Nous avions, Holmes et moi, écouté toute cette histoire avec l’attention la plus soutenue. Mon ami se leva, se mit à arpenter la chambre, les mains dans les poches, le visage extrêmement préoccupé.

— Toller est-il toujours ivre ? demanda-t-il.

— Oui. J’ai entendu sa femme dire à Mme Rucastle qu’elle n’en pouvait rien tirer.

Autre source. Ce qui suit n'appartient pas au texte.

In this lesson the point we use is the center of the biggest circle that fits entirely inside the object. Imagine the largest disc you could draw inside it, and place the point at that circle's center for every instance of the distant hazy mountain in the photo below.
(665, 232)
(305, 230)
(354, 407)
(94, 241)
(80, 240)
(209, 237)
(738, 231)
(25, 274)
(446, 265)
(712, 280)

— Bien. Et les Rucastle sortent ce soir ?

— Oui.

— Y a-t-il une cave, avec une forte serrure ?

— Oui.

— Il me semble, miss Hunter, que vous vous êtes comportée dans tout cela comme une femme intelligente et courageuse. Pourriez-vous faire encore quelque chose de plus ? Je ne vous en parlerais pas, si je ne vous considérais comme une femme exceptionnelle.

— J’essaierai. Qu’est-ce que c’est ?

— Nous arriverons aux Hêtres Pourpres, mon ami et moi, à sept heures. Les Rucastle seront déjà partis, et Toller sera, j’espère, toujours hors de combat. Il ne reste plus que sa femme pour donner l’alarme. Si vous pouvez l’envoyer chercher quelque chose à la cave, et la mettre sous clef, cela facilitera énormément notre besogne.

— Je le ferai.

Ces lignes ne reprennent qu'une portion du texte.